Given these parameters, it's easy to see how exposing them to something like the horrors in Haiti would only serve to scare them. They would naturally bring the information provided to them into their own understanding, which would result not in empathy for the people in that situation, but in worry about the same thing happening here in their community. No amount of explanation or reassurance would prevent them from converting such an overwhelming concept into something they could relate to in their own experience. They're just not capable of more than that at this age.

Nor are they capable of understanding the very abstract concept of monetary donations. Just the concept of money (where it comes from, why it's needed, the fact that some people have more than they need and some don't have anywhere near enough, or why) is complicated enough, but add in wiring money via text messages to people who we'll never see receive it.... it's just not real to kids. Even a direct transfer of money confuses my kids. For instance, the other day I gave a man standing outside the courthouse a dollar so he could take the bus home. My kids had a million questions -- Why did he need a dollar? Why didn't he have one? Why did I give him one? No matter how many answers I gave, they still had more questions and I don't think ever did quite figure out what had transpired. Yet simple, direct donation is within their understanding, no explanation needed ("That woman was cold, so Mommy gave her a jacket.").

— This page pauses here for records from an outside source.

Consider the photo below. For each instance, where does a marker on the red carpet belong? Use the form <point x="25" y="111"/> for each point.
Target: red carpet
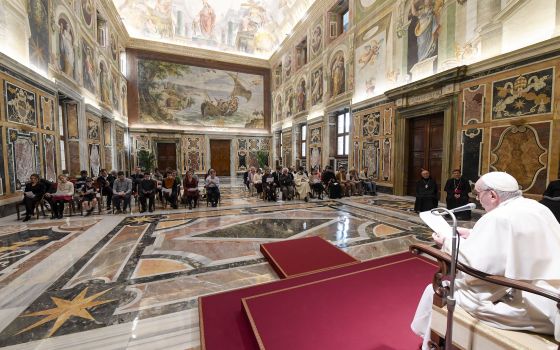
<point x="224" y="325"/>
<point x="368" y="309"/>
<point x="305" y="255"/>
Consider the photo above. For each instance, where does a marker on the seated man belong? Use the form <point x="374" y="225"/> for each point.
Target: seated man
<point x="213" y="188"/>
<point x="170" y="189"/>
<point x="190" y="187"/>
<point x="518" y="238"/>
<point x="147" y="188"/>
<point x="367" y="181"/>
<point x="302" y="184"/>
<point x="89" y="196"/>
<point x="269" y="185"/>
<point x="122" y="190"/>
<point x="33" y="193"/>
<point x="286" y="184"/>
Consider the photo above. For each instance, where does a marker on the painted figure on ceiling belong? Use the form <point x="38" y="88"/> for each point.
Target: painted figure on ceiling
<point x="337" y="74"/>
<point x="427" y="26"/>
<point x="207" y="19"/>
<point x="66" y="47"/>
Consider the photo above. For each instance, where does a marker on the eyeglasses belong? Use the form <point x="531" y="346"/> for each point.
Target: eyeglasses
<point x="478" y="193"/>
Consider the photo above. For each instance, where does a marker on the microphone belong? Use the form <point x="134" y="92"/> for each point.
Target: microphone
<point x="470" y="206"/>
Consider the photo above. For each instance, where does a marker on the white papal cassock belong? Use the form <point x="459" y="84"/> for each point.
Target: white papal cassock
<point x="519" y="239"/>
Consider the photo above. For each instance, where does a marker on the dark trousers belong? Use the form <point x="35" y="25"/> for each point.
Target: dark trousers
<point x="118" y="199"/>
<point x="30" y="204"/>
<point x="150" y="199"/>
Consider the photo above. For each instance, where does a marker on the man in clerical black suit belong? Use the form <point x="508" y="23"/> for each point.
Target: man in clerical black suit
<point x="458" y="189"/>
<point x="426" y="193"/>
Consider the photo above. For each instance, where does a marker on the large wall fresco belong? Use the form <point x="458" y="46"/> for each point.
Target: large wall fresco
<point x="186" y="95"/>
<point x="254" y="27"/>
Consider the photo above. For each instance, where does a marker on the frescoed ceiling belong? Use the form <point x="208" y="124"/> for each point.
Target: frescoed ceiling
<point x="246" y="27"/>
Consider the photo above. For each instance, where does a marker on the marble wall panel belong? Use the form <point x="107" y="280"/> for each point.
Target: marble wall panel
<point x="473" y="104"/>
<point x="471" y="159"/>
<point x="522" y="151"/>
<point x="48" y="115"/>
<point x="523" y="95"/>
<point x="72" y="121"/>
<point x="388" y="121"/>
<point x="49" y="157"/>
<point x="74" y="157"/>
<point x="20" y="105"/>
<point x="370" y="157"/>
<point x="387" y="151"/>
<point x="23" y="157"/>
<point x="94" y="159"/>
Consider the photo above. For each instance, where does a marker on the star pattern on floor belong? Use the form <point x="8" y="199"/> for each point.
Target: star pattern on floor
<point x="65" y="309"/>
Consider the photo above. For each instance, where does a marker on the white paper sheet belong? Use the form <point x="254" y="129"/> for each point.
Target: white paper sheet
<point x="436" y="223"/>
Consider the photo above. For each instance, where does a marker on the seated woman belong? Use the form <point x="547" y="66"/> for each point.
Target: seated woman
<point x="33" y="193"/>
<point x="257" y="182"/>
<point x="316" y="183"/>
<point x="170" y="190"/>
<point x="212" y="188"/>
<point x="302" y="184"/>
<point x="64" y="194"/>
<point x="89" y="196"/>
<point x="190" y="187"/>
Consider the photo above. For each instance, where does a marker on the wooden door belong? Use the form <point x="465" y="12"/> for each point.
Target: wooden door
<point x="166" y="156"/>
<point x="425" y="149"/>
<point x="220" y="156"/>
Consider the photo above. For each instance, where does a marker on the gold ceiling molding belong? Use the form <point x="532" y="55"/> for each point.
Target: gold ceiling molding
<point x="156" y="46"/>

Sad pictures from halfway around the world will only scare young children. The man on the corner with the "Hungry, need work." sign is part of their community. He's real -- they can talk to him, shake his hand, ask his name, touch the piece of cardboard he holds over his head when it rains. Bringing him a cup of soup or an umbrella is an obvious gesture that the kids can understand. They can watch him eat a sandwich we give him; they can watch him put on a hat.

And this is how to lay the groundwork for compassionate aid in our children that will bloom and expand in the future to extend to their world community. Providing a daily example of compassion and direct giving will make helping others part of who they are and what they do. There are plenty of direct-aid services that young children can help provide. They can hand out plates and napkins at the soup kitchen, they can pack grocery bags at the food pantry, they can help deliver toys to needy families at the holidays. And most importantly, they can see their parents responding kindly to those in their community on a daily basis.

In a few years, the kids will have the understanding and development necessary to learn about need beyond our own local communities, and will be able to participate in fund-raising and other more conceptual type aid. Sadly, there will always be need somewhere, always famine to fight, always disasters to overcome. The world will always need our children; our responsibility as their parents is to raise them in a way that allows them to be capable of responding to this need.

5 comments:

Christine said...

Great post!

Alyss said...

This is absolutely fantastic. I can hardly deal with the disaster in Haiti, I can't imagine a child, with their concrete view of the world, making any sense of it at all. Your boys are lucky to have you for their mom, that's for sure :)

Potato said...

Thank you for this. I agree wholeheartedly and am often surprised how uncommon this thinking is in our society. As a teacher I was often encouraged to teach children about social and environmental problems to "build awareness." But what good is awareness if it closes down the heart while it is being built?

Chuck said...

Well said! I remember how careful Beck and I were when 911 happened and Ariel started to inquire about what happened. I want my children to be compassionate but I also want to protect them and their fragile minds too.

Stephanie said...

What an insightful post! I'm a homeschool grad that was browsing blogs when I stumbled upon yours. You did a great job in concisely explaining a major reason why so many of us choose to homeschool our kids: evil is out there, we can't hide them from it forever, but we can certainly prepare them to handle it better than the modern institutional school system can.